La commission des Finances de la Chambre des représentants vient d'adopter aujourd'hui le décret-loi 2.20.320 qui autorise le gouvernement à dépasser le montant des emprunts extérieurs tels que prévus dans la loi de Finances 2020 avec un plafond de 31 milliards de DH. Avec la situation créée par la pandémie du Covid-19, l'activité économique souffre, et la balance des paiements subit une tension croissante. Le Maroc doit donc faire montre de capacités à gérer ces chocs imprévus. Le gouvernement a donc demandé l'activation de la Ligne de Précaution et de Liquidité ouverte auprès du FMI en 2018, soit 3 milliards de dollars, mais les choses se sont compliquées pour une raison inconnue.
Initialement, le projet de décret-loi prévoyait une politique d'austérité pour aider le gouvernement à affronter les menaces de la pandémie. Les dépenses d'investissement devaient ainsi être suspendues, et leurs crédits réaffectés vers des secteurs prioritaires comme la Santé.
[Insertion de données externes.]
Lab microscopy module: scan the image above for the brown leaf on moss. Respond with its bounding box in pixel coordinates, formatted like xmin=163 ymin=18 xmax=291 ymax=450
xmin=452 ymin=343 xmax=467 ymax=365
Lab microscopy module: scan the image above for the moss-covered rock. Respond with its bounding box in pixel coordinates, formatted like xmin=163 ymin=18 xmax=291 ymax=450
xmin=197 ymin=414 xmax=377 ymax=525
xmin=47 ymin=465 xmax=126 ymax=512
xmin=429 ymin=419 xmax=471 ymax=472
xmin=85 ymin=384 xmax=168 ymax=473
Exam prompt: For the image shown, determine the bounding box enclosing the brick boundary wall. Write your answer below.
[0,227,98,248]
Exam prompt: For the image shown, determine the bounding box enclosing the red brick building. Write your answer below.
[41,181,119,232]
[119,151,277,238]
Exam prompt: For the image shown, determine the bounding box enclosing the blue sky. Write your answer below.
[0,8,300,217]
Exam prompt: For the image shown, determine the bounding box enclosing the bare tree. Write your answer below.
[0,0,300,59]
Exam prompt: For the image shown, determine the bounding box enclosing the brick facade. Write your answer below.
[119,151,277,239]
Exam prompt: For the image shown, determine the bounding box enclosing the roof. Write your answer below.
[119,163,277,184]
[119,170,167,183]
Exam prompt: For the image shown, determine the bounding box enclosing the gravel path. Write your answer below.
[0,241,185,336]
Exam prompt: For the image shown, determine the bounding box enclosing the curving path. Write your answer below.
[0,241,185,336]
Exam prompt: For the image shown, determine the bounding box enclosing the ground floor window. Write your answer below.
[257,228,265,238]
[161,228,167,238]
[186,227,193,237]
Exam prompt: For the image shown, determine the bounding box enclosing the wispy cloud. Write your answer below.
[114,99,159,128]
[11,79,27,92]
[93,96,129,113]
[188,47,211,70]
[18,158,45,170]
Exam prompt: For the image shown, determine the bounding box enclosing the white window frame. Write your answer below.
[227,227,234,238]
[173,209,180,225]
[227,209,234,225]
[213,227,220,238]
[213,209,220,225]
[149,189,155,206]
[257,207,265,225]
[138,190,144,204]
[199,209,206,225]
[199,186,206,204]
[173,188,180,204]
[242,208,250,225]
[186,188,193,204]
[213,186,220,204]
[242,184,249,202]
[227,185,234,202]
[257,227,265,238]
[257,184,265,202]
Mais changement de cap en cours de chemin, et l'austérité n'est donc pas passée, sans que le gouvernement n'avoue son recul sur la question.
Concernant la LPL du FMI, l'information était disponible la semaine dernière, et le principe allait en être annoncé normalement par le FMI samedi dernier 4 avril, à travers un communiqué, la partie marocaine ayant décidé de maintenir le secret le plus longtemps possible sur cette affaire. Mais cette activation ne s'est pas faite non plus, laissant penser à une complication de dernière minute entre Rabat et le FMI.